The study identifies a significant association between gut microbial composition and Alzheimer’s disease biomarkers, providing new insights into the gut-brain axis while highlighting the need for further research to establish causality.
The study identifies a significant association between gut microbial composition and Alzheimer’s disease biomarkers, providing new insights into the gut-brain axis while highlighting the need for further research to establish causality.

For decades, Alzheimer’s research has focused primarily on what happens inside the brain, particularly the buildup of amyloid-beta plaques. New drugs designed to remove these deposits have offered renewed hope for patients, but scientists are increasingly asking whether the disease may begin much earlier—and outside the brain itself.

One of the strongest candidates is the gut microbiome. Through immune, metabolic, and neural pathways, the trillions of microorganisms inhabiting the digestive tract communicate continuously with the brain, forming what researchers describe as the gut-brain axis.

Among these microbes, Akkermansia muciniphila has attracted growing attention. Previous animal studies have linked the bacterium to improved metabolism, reduced inflammation, and enhanced memory, suggesting it may help protect cognitive function.

Rather than grouping bacteria into broad taxonomic categories, the NYCU team used high-resolution genomic sequencing to identify microbes at the species level, allowing researchers to distinguish subtle but potentially important biological differences.

The analysis identified 59 bacterial species associated with either mild cognitive impairment or Alzheimer’s disease. Interestingly, even closely related bacteria appeared to play different roles: some species were more abundant in cognitively healthy participants, while others were enriched in individuals with cognitive decline.

The researchers also found that these microbes operate as interconnected communities rather than in isolation. Interactions among bacterial species may alter key metabolic functions—including pathways involved in branched-chain amino acid biosynthesis—that are associated with amyloid accumulation and neurodegeneration.

These findings suggest that it is the overall balance of the gut ecosystem, rather than any single bacterial species, that may influence brain health.

Professor Yi-Fang Chuang led the study, which combines microbiome analysis, brain imaging, and Alzheimer’s disease biomarkers to advance dementia research.
Professor Yi-Fang Chuang led the study, which combines microbiome analysis, brain imaging, and Alzheimer’s disease biomarkers to advance dementia research.

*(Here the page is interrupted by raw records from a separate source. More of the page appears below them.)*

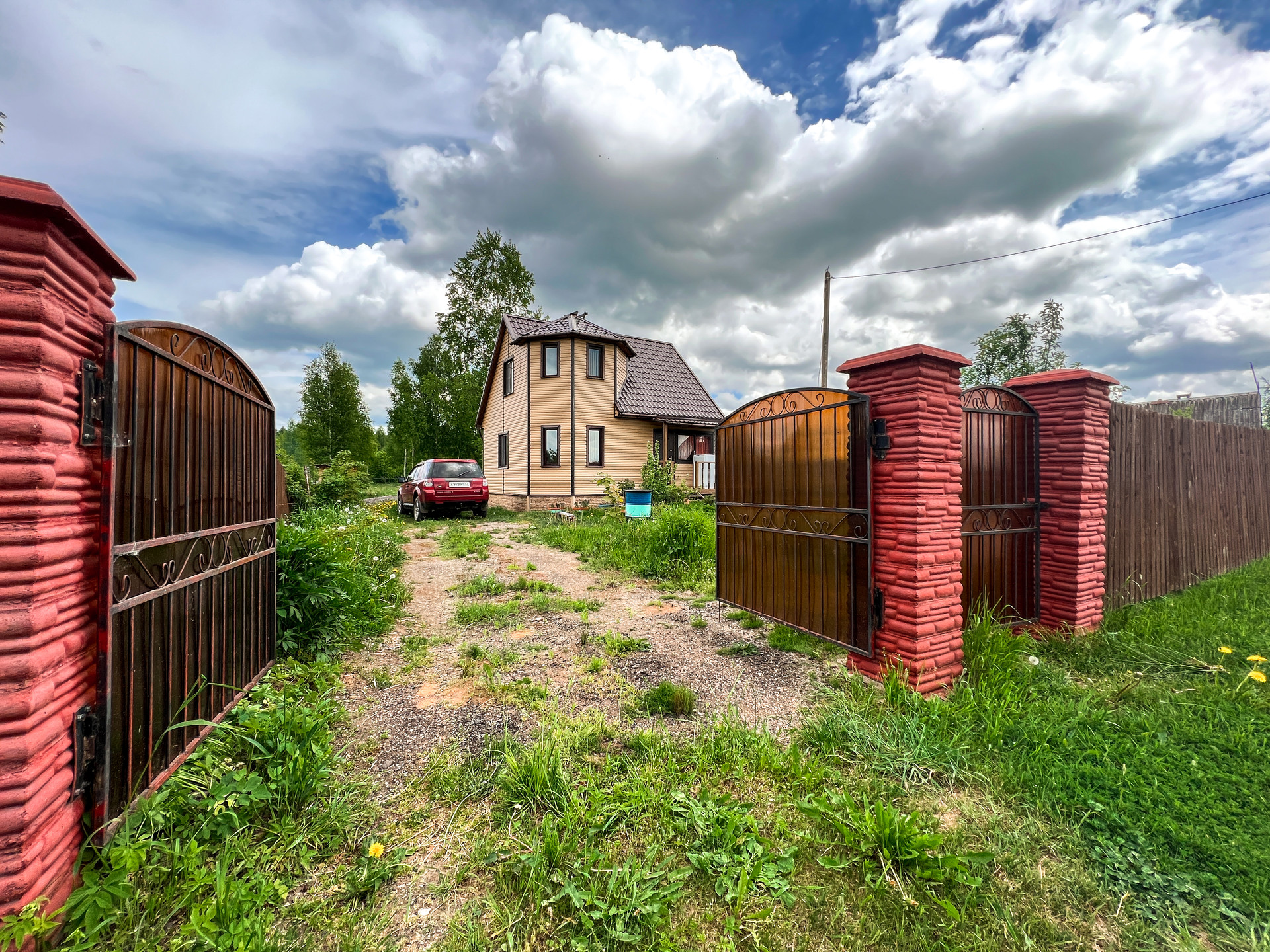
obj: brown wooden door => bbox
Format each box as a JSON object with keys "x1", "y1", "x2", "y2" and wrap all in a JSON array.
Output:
[
  {"x1": 93, "y1": 321, "x2": 277, "y2": 834},
  {"x1": 715, "y1": 389, "x2": 872, "y2": 654},
  {"x1": 961, "y1": 387, "x2": 1041, "y2": 623}
]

Professor Yi-Fang Chuang of NYCU’s Institute of Public Health, who led the study, said the research represents an important step toward understanding how gut microbes may contribute to Alzheimer’s disease.

“Although we observed a clear association between the gut microbiome and Alzheimer’s biomarkers, the underlying biological mechanisms remain to be clarified,” Chuang said. “Future longitudinal studies will be needed to determine whether microbial changes contribute to disease progression or are themselves a consequence of neurodegeneration.”

She added that gut microbial composition varies considerably across populations because of differences in genetics, diet, and lifestyle. Consequently, findings from Western populations cannot always be generalized to Asian communities.

By establishing one of Taiwan’s most comprehensive datasets linking gut microbiomes, brain imaging, and Alzheimer’s biomarkers, the study provides a valuable resource for future dementia research and opens new possibilities for developing microbiome-based strategies to predict, prevent, and eventually slow the progression of Alzheimer’s disease.